If Only In Characters
When Dan* began following me on Twitter a few years ago, I was amazed. There I was (and still am), a nobody on the platform, and here Dan was, a published author, novelist, and television pundit.
Dan’s following me wasn’t one of those follow-you-for-a-day types. He was a real follower. We engaged on Twitter. He replied to and liked some of my tweets.
I had read several of his books and loved his columns. His work appeared in a major monthly magazine, first story after the masthead. Dan’s a big deal, so I felt like an even bigger deal because he followed me.
That’s what Twitter does to us: a like by someone we like is akin to a million bitcoin. A windfall of GameStop stock.
Dan, I always knew, was dead center on the political spectrum. I appreciated his position on topics, and his candor on how he viewed government and elected officials. As the 2020 Election cycle built toward what we can all now consider the most divisive episodes of contemporary history, Dan appeared to be veering from center to the right.
This was fine. Everyone’s entitled to their political views. I support that, and I support other writers who share their views. We are still a free nation that upholds the First Amendment.
Aren’t we?
Dan didn’t think so.
Last week, one of his posts intimated that free speech is under attack by those [intellectuals and artists] who invoke cancel culture on those they disagree with.
I respectfully disagreed in a reply to Dan’s tweet. We went back and forth a couple of times, never adversarial, just a good old fashioned Twitter match. I walked away from the platform that day only to return the next day shocked to see that Dan had blocked me.
I’ve never been blocked, and so to be silenced by a guy I truly admired, I was stunned, especially when he had cancelled me—the very practice he was bemoaning.
I “at-ed’ him, saying how truly bummed I was that he blocked me, saying that I admired him and how I thought our conversation was what we were supposed to be doing right now in this country—talking to those we disagree with.

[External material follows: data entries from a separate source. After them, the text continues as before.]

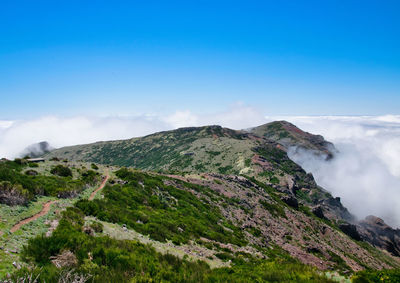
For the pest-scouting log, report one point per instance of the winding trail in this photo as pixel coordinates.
(45, 209)
(100, 187)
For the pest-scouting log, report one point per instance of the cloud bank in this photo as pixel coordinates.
(365, 173)
(15, 136)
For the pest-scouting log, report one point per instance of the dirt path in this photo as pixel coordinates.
(100, 187)
(45, 209)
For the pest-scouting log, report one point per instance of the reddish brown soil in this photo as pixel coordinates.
(99, 188)
(44, 211)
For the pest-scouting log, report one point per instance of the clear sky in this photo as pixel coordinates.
(134, 57)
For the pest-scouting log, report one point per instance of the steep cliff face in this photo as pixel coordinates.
(260, 153)
(288, 135)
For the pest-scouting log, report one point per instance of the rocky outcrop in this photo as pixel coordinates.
(288, 135)
(375, 231)
(350, 230)
(291, 201)
(13, 194)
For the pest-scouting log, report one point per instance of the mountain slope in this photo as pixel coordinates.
(288, 135)
(260, 153)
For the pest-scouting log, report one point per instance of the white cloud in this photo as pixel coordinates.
(62, 131)
(366, 172)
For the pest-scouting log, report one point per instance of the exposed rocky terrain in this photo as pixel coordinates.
(259, 152)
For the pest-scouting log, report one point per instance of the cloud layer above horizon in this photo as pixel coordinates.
(365, 173)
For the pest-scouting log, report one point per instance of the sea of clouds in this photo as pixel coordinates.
(365, 172)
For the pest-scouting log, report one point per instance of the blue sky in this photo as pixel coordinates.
(136, 57)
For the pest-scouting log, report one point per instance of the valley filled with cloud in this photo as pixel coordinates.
(365, 172)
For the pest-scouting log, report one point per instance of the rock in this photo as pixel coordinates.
(313, 250)
(350, 230)
(375, 231)
(318, 212)
(291, 201)
(88, 230)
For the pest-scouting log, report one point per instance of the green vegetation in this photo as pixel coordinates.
(97, 258)
(26, 186)
(62, 171)
(149, 206)
(370, 276)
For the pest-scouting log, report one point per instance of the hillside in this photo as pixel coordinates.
(148, 225)
(288, 135)
(197, 204)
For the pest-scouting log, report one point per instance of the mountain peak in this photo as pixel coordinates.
(288, 136)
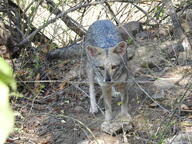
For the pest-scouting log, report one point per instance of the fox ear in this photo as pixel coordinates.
(93, 51)
(120, 48)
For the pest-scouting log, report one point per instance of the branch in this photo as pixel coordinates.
(62, 14)
(71, 23)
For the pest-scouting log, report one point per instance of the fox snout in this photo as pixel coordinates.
(107, 77)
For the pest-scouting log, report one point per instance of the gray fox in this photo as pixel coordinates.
(107, 63)
(106, 58)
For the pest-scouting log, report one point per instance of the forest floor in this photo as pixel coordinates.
(54, 107)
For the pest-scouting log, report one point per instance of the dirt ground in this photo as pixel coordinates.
(58, 112)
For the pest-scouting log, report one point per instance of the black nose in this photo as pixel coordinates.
(108, 77)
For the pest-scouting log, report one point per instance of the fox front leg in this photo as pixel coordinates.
(90, 75)
(124, 99)
(107, 95)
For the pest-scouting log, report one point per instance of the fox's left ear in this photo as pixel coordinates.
(120, 48)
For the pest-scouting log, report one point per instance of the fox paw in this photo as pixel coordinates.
(93, 110)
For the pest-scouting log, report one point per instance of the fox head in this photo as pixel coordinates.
(108, 63)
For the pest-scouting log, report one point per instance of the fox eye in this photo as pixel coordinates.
(101, 67)
(113, 67)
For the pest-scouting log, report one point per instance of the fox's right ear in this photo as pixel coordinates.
(93, 51)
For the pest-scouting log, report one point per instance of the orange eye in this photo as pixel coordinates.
(101, 67)
(113, 67)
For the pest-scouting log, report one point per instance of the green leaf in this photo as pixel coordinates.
(6, 114)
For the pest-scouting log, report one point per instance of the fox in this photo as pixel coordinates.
(106, 63)
(106, 53)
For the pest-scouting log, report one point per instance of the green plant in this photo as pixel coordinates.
(6, 114)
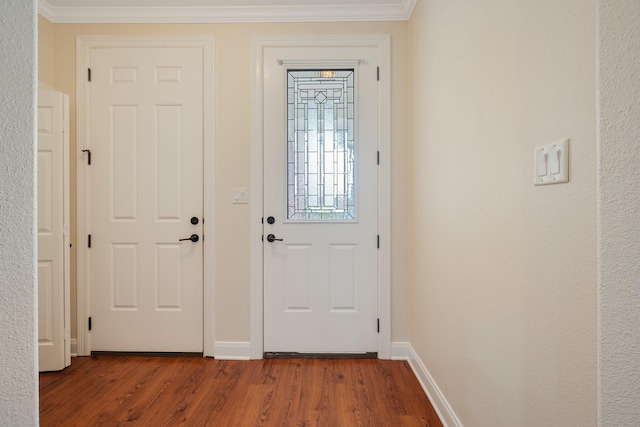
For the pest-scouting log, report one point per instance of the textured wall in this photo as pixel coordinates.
(503, 279)
(619, 219)
(18, 352)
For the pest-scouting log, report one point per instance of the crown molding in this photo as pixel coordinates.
(220, 14)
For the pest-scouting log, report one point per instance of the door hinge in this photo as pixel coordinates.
(88, 156)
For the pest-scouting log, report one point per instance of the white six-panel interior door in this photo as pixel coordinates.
(54, 322)
(144, 281)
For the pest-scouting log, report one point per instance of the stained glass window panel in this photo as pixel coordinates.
(321, 145)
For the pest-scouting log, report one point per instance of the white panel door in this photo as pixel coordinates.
(53, 238)
(320, 198)
(146, 193)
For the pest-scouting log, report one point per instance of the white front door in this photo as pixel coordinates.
(320, 199)
(53, 232)
(146, 194)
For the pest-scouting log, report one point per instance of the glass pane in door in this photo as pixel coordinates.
(320, 145)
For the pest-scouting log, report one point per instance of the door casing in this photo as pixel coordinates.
(383, 43)
(84, 45)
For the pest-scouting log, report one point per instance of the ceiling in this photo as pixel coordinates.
(102, 11)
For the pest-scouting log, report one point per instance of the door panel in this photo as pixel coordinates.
(53, 241)
(146, 183)
(320, 185)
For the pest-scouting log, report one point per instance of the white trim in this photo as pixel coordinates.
(400, 350)
(84, 44)
(212, 14)
(258, 44)
(230, 350)
(435, 395)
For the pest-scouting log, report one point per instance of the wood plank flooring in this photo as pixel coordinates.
(195, 391)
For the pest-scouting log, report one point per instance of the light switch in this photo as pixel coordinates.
(240, 195)
(552, 163)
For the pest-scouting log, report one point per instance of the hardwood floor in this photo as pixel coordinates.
(195, 391)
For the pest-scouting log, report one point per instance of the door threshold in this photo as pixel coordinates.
(296, 355)
(146, 354)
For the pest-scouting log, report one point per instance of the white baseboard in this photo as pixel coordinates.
(232, 350)
(74, 347)
(400, 350)
(439, 402)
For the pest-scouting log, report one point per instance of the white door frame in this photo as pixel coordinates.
(258, 44)
(84, 45)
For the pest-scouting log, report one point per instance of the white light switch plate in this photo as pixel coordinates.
(551, 163)
(240, 195)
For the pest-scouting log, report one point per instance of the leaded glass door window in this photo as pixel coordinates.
(321, 145)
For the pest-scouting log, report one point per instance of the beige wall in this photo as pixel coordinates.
(232, 139)
(503, 273)
(45, 51)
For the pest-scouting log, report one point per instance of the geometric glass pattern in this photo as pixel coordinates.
(320, 145)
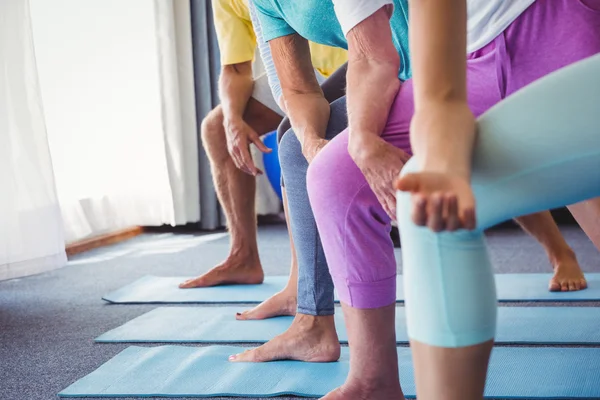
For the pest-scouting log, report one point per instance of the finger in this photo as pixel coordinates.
(419, 209)
(240, 163)
(260, 145)
(435, 221)
(452, 220)
(408, 183)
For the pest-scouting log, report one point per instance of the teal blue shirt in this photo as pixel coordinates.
(315, 20)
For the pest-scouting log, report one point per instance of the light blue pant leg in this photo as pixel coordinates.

Twitter has short memory, but in rare instances, it finds itself. People do connect. Humanity emerges, if only in characters. I didn’t bully Dan, and neither did he. Blocking on Twitter is the equivalent to sticking one’s tongue out at someone else; I should be mature enough to know that.
By the end of the week, Dan unblocked me and “at-ed” me with a “my bad.” It all worked out. We’re not mad at each other, and in truth, we never were.
And so Twitter goes. In love and war. Poo-tee-weet.
*Not his real name, concealed for privacy.